# PDF Resolution & Size Converter

Convert a PDF to a smaller, lower-resolution version by rendering each page as a JPEG at your chosen DPI and quality.

**Steps:**
1. Run the setup cell below.
2. Set your input/output paths and options in the main cell.
3. Run the main cell to create your optimized PDF.


In [None]:
# Package Installation

!python3 -m venv PDF --clear
!source PDF/bin/activate && pip install --upgrade pip
!source PDF/bin/activate && pip install PyMuPDF Pillow tqdm

print("Setup complete! Ready to convert images to PDF.")

In [6]:
import os
import io
import fitz  
from tqdm import tqdm
import multiprocessing
from PIL import Image

# Input PDF path
pdf_path = "/home/bacon/PDF/dio.pdf"

# Define the output path and the target resolution (DPI)
output_pdf_path = os.path.splitext(pdf_path)[0] + "_dwn.pdf"
dpi = 120 # Target DPI. Lower values mean lower resolution and smaller file size.                                                              
jpeg_quality = 60 # JPEG quality (0-100), lower is smaller file                            

# Get original file stats
original_file_size = os.path.getsize(pdf_path)
original_doc = fitz.open(pdf_path)
num_pages = original_doc.page_count
original_doc.close()  # Reopen in each process

# Detect number of available workers
num_procs = os.cpu_count() or 1 # Set to lower the number of processes in large files to avoid memory issues
print(f"Detected {num_procs} CPU cores for multiprocessing.")
print(f"Input PDF: {pdf_path}")
print(f"Total pages to process: {num_pages}")
print(f"Target DPI for downsampling: {dpi}")
print(f"JPEG quality: {jpeg_quality}")
print(f"Output PDF will be saved as: {output_pdf_path}\n")
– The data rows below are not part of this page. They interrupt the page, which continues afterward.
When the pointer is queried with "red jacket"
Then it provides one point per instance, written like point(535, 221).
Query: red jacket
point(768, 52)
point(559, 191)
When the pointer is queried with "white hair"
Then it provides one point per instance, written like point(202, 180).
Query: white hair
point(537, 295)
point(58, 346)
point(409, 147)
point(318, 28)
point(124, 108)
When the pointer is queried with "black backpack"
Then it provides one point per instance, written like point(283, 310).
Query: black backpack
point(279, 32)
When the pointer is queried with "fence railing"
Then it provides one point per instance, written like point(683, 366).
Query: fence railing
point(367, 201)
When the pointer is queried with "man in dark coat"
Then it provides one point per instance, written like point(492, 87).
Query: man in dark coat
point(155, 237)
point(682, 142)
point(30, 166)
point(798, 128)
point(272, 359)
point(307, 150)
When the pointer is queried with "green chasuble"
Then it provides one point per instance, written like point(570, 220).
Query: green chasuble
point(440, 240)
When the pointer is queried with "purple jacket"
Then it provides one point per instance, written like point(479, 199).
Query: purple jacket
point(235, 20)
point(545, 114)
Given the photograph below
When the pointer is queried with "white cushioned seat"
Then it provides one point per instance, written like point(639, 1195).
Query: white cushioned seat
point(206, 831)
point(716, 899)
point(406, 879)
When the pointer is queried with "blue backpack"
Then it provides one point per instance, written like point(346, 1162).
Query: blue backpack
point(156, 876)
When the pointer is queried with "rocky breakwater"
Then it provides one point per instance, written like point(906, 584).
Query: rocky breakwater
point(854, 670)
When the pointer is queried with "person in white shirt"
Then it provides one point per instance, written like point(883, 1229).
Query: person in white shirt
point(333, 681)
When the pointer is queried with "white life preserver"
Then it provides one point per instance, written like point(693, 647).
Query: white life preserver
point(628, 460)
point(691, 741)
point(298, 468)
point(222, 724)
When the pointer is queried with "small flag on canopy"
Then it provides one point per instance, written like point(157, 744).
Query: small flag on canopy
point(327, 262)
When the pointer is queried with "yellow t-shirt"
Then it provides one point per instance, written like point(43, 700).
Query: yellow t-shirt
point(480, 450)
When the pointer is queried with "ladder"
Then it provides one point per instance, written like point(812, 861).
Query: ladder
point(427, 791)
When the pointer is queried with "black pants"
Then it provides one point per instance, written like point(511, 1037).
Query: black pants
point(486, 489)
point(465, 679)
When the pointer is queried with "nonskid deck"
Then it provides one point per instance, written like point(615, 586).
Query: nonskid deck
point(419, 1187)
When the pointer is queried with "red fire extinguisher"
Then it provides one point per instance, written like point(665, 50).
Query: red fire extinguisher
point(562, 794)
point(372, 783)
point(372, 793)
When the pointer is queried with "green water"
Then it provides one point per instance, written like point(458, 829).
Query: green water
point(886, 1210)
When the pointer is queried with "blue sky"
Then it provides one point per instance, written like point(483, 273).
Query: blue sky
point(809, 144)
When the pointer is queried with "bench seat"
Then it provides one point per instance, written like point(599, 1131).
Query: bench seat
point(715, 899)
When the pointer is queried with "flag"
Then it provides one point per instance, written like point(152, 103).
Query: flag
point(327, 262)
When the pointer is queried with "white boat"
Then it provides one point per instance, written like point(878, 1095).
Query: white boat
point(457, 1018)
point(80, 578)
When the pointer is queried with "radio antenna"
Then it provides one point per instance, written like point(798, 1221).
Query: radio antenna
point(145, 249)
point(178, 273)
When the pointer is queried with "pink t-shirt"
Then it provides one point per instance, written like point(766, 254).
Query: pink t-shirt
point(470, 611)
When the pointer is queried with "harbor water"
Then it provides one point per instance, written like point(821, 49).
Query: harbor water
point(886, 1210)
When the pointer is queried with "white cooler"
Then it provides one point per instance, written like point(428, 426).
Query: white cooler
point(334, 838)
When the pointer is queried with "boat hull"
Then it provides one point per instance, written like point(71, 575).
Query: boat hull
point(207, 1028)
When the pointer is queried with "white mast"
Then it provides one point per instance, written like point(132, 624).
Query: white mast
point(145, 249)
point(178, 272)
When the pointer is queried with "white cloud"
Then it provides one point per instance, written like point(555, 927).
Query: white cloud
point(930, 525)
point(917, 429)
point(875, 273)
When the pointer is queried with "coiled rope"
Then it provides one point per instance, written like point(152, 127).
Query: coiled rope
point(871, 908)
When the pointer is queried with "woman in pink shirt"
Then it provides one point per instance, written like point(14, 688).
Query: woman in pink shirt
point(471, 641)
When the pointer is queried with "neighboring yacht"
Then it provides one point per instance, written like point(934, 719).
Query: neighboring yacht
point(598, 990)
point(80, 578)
def process_chunk_mp(args):
    start, end, pdf_path, dpi, jpeg_quality = args
    print(f"Process handling pages {start} to {end-1}")
    doc = fitz.open(pdf_path)
    chunk_results = []
    for page_num in range(start, end):
        page = doc.load_page(page_num)
        # Render page as pixmap
        downsampled_pix = page.get_pixmap(dpi=dpi)
        # Convert pixmap to PIL Image
        img = Image.frombytes("RGB", [downsampled_pix.width, downsampled_pix.height], downsampled_pix.samples)
        # Save as JPEG to bytes
        img_bytes_io = io.BytesIO()
        img.save(img_bytes_io, format="JPEG", quality=jpeg_quality)
        img_bytes = img_bytes_io.getvalue()
        chunk_results.append((page_num, img_bytes, downsampled_pix.width, downsampled_pix.height))
    doc.close()
    print(f"Process finished pages {start} to {end-1}")
    return chunk_results

# Split pages into chunks based on number of processes
chunk_size = (num_pages + num_procs - 1) // num_procs
chunks = [(i*chunk_size, min((i+1)*chunk_size, num_pages), pdf_path, dpi, jpeg_quality) for i in range(num_procs) if i*chunk_size < num_pages]

print(f"Splitting {num_pages} pages into {len(chunks)} chunks for multiprocessing.\n")

with multiprocessing.Pool(processes=num_procs) as pool:
    results = []
    for chunk_result in tqdm(pool.imap_unordered(process_chunk_mp, chunks), total=len(chunks), desc="Process chunks"):
        results.extend(chunk_result)

# Sort results by page number to preserve order
results.sort(key=lambda x: x[0])

print("\nAssembling downsampled pages into new PDF (multiprocessing, JPEG)...")
new_doc = fitz.open()
for idx, (page_num, img_bytes, width, height) in enumerate(tqdm(results, desc="Writing pages")):
    img_stream = io.BytesIO(img_bytes)
    new_page_rect = fitz.Rect(0, 0, width, height)
    new_page = new_doc.new_page(width=new_page_rect.width, height=new_page_rect.height)
    new_page.insert_image(new_page_rect, stream=img_stream)
    if (idx+1) % 10 == 0 or (idx+1) == len(results):
        print(f"  Written {idx+1}/{len(results)} pages...")

new_doc.save(output_pdf_path)
new_doc.close()

new_file_size = os.path.getsize(output_pdf_path)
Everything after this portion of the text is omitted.